The math behind alien visitors and the transmission of radio waves suggests that by now there is a sphere around Earth of approximately 116 light-years where our transmissions have spread out. In this sphere any passing alien radio receiver would pick up on the signals from Earth – however corrupted that may be as they spread out, and indicate that something intelligent was out there. 116 light-years would take us out beyond the nearest 3,496 stars and quickly travel out much further each second. Of course the equation may not be as simple as that.
Radio waves travel at near light speed in a vacuum, of which we generally believe space is. But for a vacuum, space is full of a number of things that can influence radio communication. But receipt of a radio signal sent by the Pioneer 10 Space Probe sent by NASA in 1972 suggests that signals can indeed be sent long distances without being influenced or corrupted. But just how far these signals can travel before they are influenced by other things like starbursts, black holes, and planets which can serve as their own natural radio transmitters or reflectors is still a matter somewhat open for debate. But just moving with the notion that there is a spreading bubble of information reaching out into space like a beacon, we can start to create a picture.
In 1952 Kenneth Arnold first saw what he described to newspapers as “flying saucers.” His sighting soon started a cascade of future sightings, and several more witnesses started coming forward describing incredibly fast objects which could travel with immense speed and power. Let’s take that first sighting in 1952 and then compare it to the first long range intelligent radio signal ever sent out by Marconi in 1895. The span of time between 1895 and 1952 means the signal would have traveled approximately 57 light-years into space. Assuming for a moment that these saucers had been summoned by an Earth transmission and matter can’t travel faster than the speed of light, this would mean the signal had been received by a distant star and then a journey had begun some 28.5 years prior at the most. This certainly would whittle down the number of stars to look for as the origin of alien species.

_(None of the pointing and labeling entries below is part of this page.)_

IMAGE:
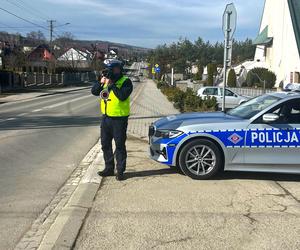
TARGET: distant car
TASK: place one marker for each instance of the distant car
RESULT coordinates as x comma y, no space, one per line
135,79
232,99
261,135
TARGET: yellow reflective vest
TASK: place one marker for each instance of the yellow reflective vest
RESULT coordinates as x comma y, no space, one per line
114,107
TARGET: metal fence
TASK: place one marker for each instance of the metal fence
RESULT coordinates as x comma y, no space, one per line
11,81
253,92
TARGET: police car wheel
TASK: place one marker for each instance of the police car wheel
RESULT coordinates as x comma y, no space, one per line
200,159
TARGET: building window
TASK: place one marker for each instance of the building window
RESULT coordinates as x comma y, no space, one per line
297,77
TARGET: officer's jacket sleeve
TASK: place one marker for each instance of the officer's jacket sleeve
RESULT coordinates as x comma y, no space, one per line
96,89
124,92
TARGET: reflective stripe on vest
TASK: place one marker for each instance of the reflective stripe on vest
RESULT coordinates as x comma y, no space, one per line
113,106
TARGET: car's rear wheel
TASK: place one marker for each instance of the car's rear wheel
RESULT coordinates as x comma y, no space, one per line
200,159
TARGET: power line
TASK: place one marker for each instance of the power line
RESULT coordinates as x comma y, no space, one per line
31,8
25,20
26,9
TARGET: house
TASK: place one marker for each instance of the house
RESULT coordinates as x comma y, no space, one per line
75,58
278,43
40,58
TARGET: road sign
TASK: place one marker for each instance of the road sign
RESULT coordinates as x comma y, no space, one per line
229,20
229,27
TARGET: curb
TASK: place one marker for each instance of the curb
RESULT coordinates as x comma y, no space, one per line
63,232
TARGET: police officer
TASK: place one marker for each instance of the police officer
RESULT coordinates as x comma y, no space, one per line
115,110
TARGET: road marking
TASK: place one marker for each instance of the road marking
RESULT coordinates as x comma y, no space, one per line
23,114
8,119
66,102
37,110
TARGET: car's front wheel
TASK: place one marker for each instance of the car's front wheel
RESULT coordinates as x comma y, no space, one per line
200,159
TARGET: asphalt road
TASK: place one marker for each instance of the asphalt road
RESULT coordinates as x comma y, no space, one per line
41,142
157,207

So how many stars are there in the 28.5 light-years around Earth? Currently there are 41 stars within the 28.5 light-year ring around Earth. And if they had set out on their journey just as the transmissions were reaching their star, and set off for Earth at light speed with perfect acceleration the number is narrowed down to around 5. Of course the science of astronomy is significantly more complex than that, but a general estimate certainly narrows it down from billions to a handful. Of course there may be more stars obscured one way or another that are even closer, but it’s always interesting to take a look at the cold equations of space and consider just how close we might be to narrowing down where extraterrestrial visitations may have hailed from – and where we may look one day.